While we're on the subject of offensive idiocy, how about Bill Simmons's column today? No, no: don't read it! The hot air and sense of entitlement will burn you! Instead, take action and collect the $20 bounty on his hands.
[Tech-Ex]
The Big Lead has the skinny on the feud between ESPN.com writer Bill Simmons and actor/"comedian" Dane Cook. Both are from Boston, both are wildly popular, and neither has any street cred with those cool, edgy motherfuckers who write BLOGS. Apparently Simmons has taken shots at Cook before, and today on an ESPN.com chat, Cook fired back. Part of the transcript (TBL has more):
Robert (Raleigh NC): Some people say you aren’t funny at all. Others say you are genius. Why the varried opinion?
Dane Cook: Everyone has an opinion on what is funny and what sucks. Just ask Bill Simmons, because he knows exactly who is funny, and who is not. After all, he is Bill Simmons.

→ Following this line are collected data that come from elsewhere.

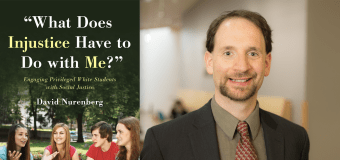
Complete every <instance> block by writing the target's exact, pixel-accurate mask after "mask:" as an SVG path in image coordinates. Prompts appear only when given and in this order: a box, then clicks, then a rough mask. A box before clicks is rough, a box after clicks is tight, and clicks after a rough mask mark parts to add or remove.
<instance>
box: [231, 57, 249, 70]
mask: <svg viewBox="0 0 340 160" xmlns="http://www.w3.org/2000/svg"><path fill="white" fill-rule="evenodd" d="M234 68H235V70H237V71H239V72H246V71H248V70H249V68H250V64H249V59H248V57H247V56H246V55H239V56H237V57H236V59H235V62H234Z"/></svg>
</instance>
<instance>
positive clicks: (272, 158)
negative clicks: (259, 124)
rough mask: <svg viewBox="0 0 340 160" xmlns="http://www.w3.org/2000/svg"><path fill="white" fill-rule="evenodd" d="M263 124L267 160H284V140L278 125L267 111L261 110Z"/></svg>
mask: <svg viewBox="0 0 340 160" xmlns="http://www.w3.org/2000/svg"><path fill="white" fill-rule="evenodd" d="M260 117H261V124H262V128H263V132H264V140H265V144H266V153H267V160H284V138H283V136H282V135H281V133H280V132H279V131H278V129H277V128H278V124H277V123H276V122H275V120H274V119H273V118H272V117H271V116H270V114H269V113H268V112H267V111H264V110H262V109H261V108H260Z"/></svg>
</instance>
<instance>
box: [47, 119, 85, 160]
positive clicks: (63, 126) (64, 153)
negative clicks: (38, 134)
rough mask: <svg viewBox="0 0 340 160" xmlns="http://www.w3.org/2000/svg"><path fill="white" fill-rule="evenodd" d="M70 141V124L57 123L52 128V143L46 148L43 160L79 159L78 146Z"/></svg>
mask: <svg viewBox="0 0 340 160" xmlns="http://www.w3.org/2000/svg"><path fill="white" fill-rule="evenodd" d="M70 141H71V138H70V131H69V128H68V126H67V125H66V124H64V123H57V124H56V125H55V126H54V127H53V130H52V134H51V145H49V146H47V147H46V148H45V151H44V155H43V158H42V160H52V159H53V160H71V159H72V160H79V157H78V154H77V151H76V148H74V147H73V146H71V145H70Z"/></svg>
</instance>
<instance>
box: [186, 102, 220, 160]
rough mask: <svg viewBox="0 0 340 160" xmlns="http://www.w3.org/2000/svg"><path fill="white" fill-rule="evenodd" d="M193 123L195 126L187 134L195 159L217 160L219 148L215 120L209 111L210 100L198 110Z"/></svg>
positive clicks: (194, 125) (209, 106) (217, 158)
mask: <svg viewBox="0 0 340 160" xmlns="http://www.w3.org/2000/svg"><path fill="white" fill-rule="evenodd" d="M198 112H199V113H198V116H197V118H196V119H195V121H194V123H193V125H194V126H195V127H196V128H197V130H195V131H194V132H191V133H190V134H189V135H188V136H189V139H190V142H191V147H192V150H193V154H194V157H195V158H194V159H195V160H207V159H209V160H219V159H220V155H219V149H218V142H217V134H216V128H215V120H214V117H213V114H212V111H211V106H210V101H209V102H208V103H207V104H206V105H204V106H203V107H202V108H201V109H199V111H198Z"/></svg>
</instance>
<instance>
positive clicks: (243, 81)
mask: <svg viewBox="0 0 340 160" xmlns="http://www.w3.org/2000/svg"><path fill="white" fill-rule="evenodd" d="M229 79H230V80H231V81H233V82H239V83H243V82H248V81H249V80H251V78H242V79H232V78H229Z"/></svg>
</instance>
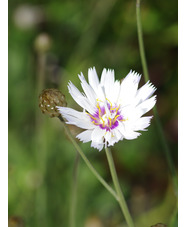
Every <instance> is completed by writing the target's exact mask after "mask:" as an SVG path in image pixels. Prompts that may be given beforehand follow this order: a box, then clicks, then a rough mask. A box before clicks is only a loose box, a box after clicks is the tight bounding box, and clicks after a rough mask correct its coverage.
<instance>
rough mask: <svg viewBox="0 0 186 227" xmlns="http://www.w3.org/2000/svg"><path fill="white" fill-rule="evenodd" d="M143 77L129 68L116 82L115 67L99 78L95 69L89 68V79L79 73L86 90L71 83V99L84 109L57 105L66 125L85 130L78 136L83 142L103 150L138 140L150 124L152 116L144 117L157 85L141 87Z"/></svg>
mask: <svg viewBox="0 0 186 227" xmlns="http://www.w3.org/2000/svg"><path fill="white" fill-rule="evenodd" d="M140 78H141V76H140V75H139V74H138V73H135V72H132V71H130V72H129V74H128V75H127V76H126V77H125V78H124V79H123V81H122V82H121V83H120V82H119V81H118V80H116V81H115V78H114V70H106V69H103V72H102V75H101V80H100V81H99V79H98V76H97V73H96V70H95V68H90V69H89V70H88V81H89V84H88V83H87V81H86V80H85V78H84V76H83V74H82V73H81V75H79V79H80V81H81V86H82V89H83V91H84V93H81V92H80V91H79V90H78V89H77V88H76V87H75V86H74V84H73V83H72V82H69V85H68V89H69V92H70V94H71V96H72V98H73V99H74V100H75V101H76V102H77V103H78V104H79V105H80V106H81V107H82V108H83V111H82V112H79V111H76V110H73V109H71V108H67V107H58V109H59V111H60V113H61V115H62V117H64V118H65V119H66V120H67V122H66V123H67V124H72V125H76V126H78V127H80V128H83V129H86V130H85V131H83V132H82V133H80V134H79V135H77V138H78V139H80V140H81V141H83V142H84V143H86V142H89V141H92V143H91V146H92V147H94V148H97V149H98V150H102V149H103V146H104V145H105V146H113V145H114V144H115V143H116V142H118V141H119V140H122V139H128V140H131V139H136V138H137V137H138V136H139V135H141V134H140V133H139V132H137V131H138V130H141V131H145V130H146V128H147V127H148V126H149V125H150V120H151V118H152V116H148V117H142V115H143V114H145V113H146V112H148V111H149V110H151V109H152V108H153V106H154V105H155V103H156V96H153V97H151V96H152V94H153V93H154V92H155V90H156V88H155V87H154V86H153V85H152V84H151V83H150V82H147V83H146V84H145V85H143V86H142V87H141V88H140V89H138V84H139V81H140Z"/></svg>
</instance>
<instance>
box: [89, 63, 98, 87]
mask: <svg viewBox="0 0 186 227" xmlns="http://www.w3.org/2000/svg"><path fill="white" fill-rule="evenodd" d="M88 81H89V84H90V85H91V87H92V88H93V89H94V91H96V90H97V86H98V84H99V79H98V76H97V72H96V69H95V67H93V69H92V68H90V69H89V70H88Z"/></svg>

It's weird to think that I ever liked either one of these guy's work. But that was before I knew Cook stole material and Bill Simmons stole material from himself from five years ago. Now they both suck. It's kind of sad, actually. If they ever worked on a project together it would be called the LOLocaust.
SLAM Online has a terrific, in-depth article on the production of EA Sports' NBA Live '08 (including interviews with Shawn Marion, Gilbert Arenas, Paul Pierce, and others), and tucked away in the middle of it all is this little nugget on ESPN.com's Sports Guy:
After lunch, everyone moved over to EA's motion capture facility (where they've got an autographed Chris Kaman sneaker on display) and the players—and Bill Simmons, who apparently will be in the game—all squeezed their way into their spandex suits and got ready to have their movements put into the game.
I'm the first person to say how boring it is to use a sports blog to write about writers instead of sports, but I still don't see what he's gonna bring to the game. NBA Live '08! Now with HORSE function! With new extra-nasal commentary! Hidden "Karate Kid" cookies!